A 2019 federal indictment accused Yemeni student Gaafar Muhammed Ebrahim Al-Wazer in Pennsylvania of lying to the FBI about his experience fighting with the Iran-backed, anti-America Houthi rebels and that he harbored such fervent hatreds that his Facebook page wished "death to all Americans, especially Jews'' and vowed he would stay on the path of jihad.
Al-Wazer successfully covered up his involvement with the Houthi rebels for his 2014 interview with U.S. consular officers in Yemen, and in two interviews with U.S. Citizenship and Immigration Services agents for Temporary Protected Status in 2016 and in 2017, despite social media postings by then indicating Houthi rebel support and involvement. He received TPS status after both vetting opportunities and was not discovered until 2019, when a tipster provided federal agents with social media postings by Al-Wazer, who checked the “no” box or answered in the negative when asked if he had ever held membership in a militia, had training, or had sided with any armed faction in Yemen’s conflict.
“The defendant knew that this answer was false because he in fact did support one of the sides in the conflict in Yemen, as evidenced by his social media posts and communications,” a government sentencing memorandum stated.
During warfare in Saana, Yemen, involving an offensive by Houthi rebels in October 2014, Al-Wazer applied online for an F-1 nonimmigrant student visa to study English for nine months in Austin, Texas. He swore on the application that he had no militia experience and belonged to no particular tribe. He was granted approval on the same day as the application and entered the United States two months later. A year after entering, in late 2015, Al-Wazer applied to USCIS for Temporary Protected Status due to the escalating civil war in Yemen. It, too, was almost summarily granted, as was a renewal in 2018.

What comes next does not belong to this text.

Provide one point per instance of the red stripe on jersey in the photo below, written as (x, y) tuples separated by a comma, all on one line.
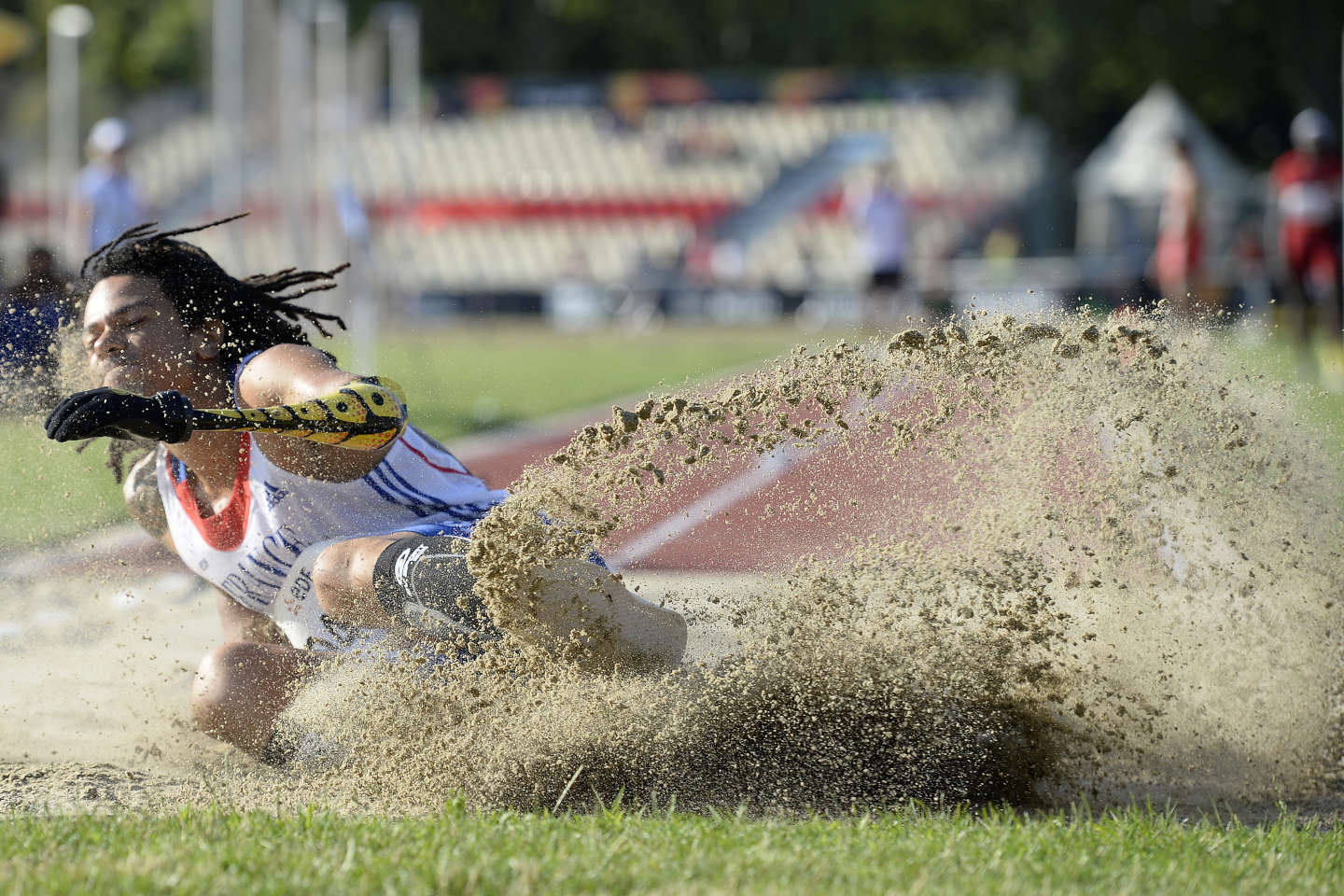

From 2016 forward, the FBI was pursuing a terrorism investigation targeting Al-Wazer after he posted Facebook photos showing him as an armed member of the Houthi rebel insurgency. He was charged with lying to the immigration officers who had previously interviewed him. The criminal complaint describes falsehoods on his applications for the non-immigrant visa and for Temporary Protected Status. In March 2021, he waived prosecution by indictment and pleaded guilty to an Information that charged him with lying to federal agents.